Here are some further comments, in community-wiki format.   As earlier comments indicate, compact Lie groups and their maximal tori raise many questions.   For instance, the *real* case is perhaps more basic (and also more familiar to most students from their linear algebra acquaintance with orthogonal matrices, etc.).     Complexification mainly connects the subject with Lie algebra theory.    But you'd clearly prefer to avoid exceptional types and such.       

One possible approach is to rely on the most familiar examples: O(n) and SO(n).   In these cases, there is the old theorem of Dieudonne, asserting that every group element is a product of at most n "symmetries".   But since a *reflection* in this concrete setting has determinant -1, there is an extra step in passing to N(T)/T in the connected Lie group SO(n).

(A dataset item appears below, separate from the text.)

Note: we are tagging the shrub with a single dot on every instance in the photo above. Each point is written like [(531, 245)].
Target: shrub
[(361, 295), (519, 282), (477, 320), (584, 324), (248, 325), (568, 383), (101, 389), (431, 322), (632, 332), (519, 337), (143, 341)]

Beyond matrix theory examples, a delicate issue in relating compact Lie groups and (finite) Coxeter groups is that not all of the latter finite groups are Weyl groups coming from conventional root systems, e.g., most dihedral groups.  The classifications in Lie theory and Coxeter group theory are close but not identical.   Maybe the optimal connection is seen in the context of work by Tits, usually involving BN-pair language.       Coxeter himself was a geometer who studied especially finite and affine groups generated by reflections, but Bourbaki and Tits developed more of the Lie theoretic connection after early work of Witt while broadening the idea of "Coxeter group".

Good luck!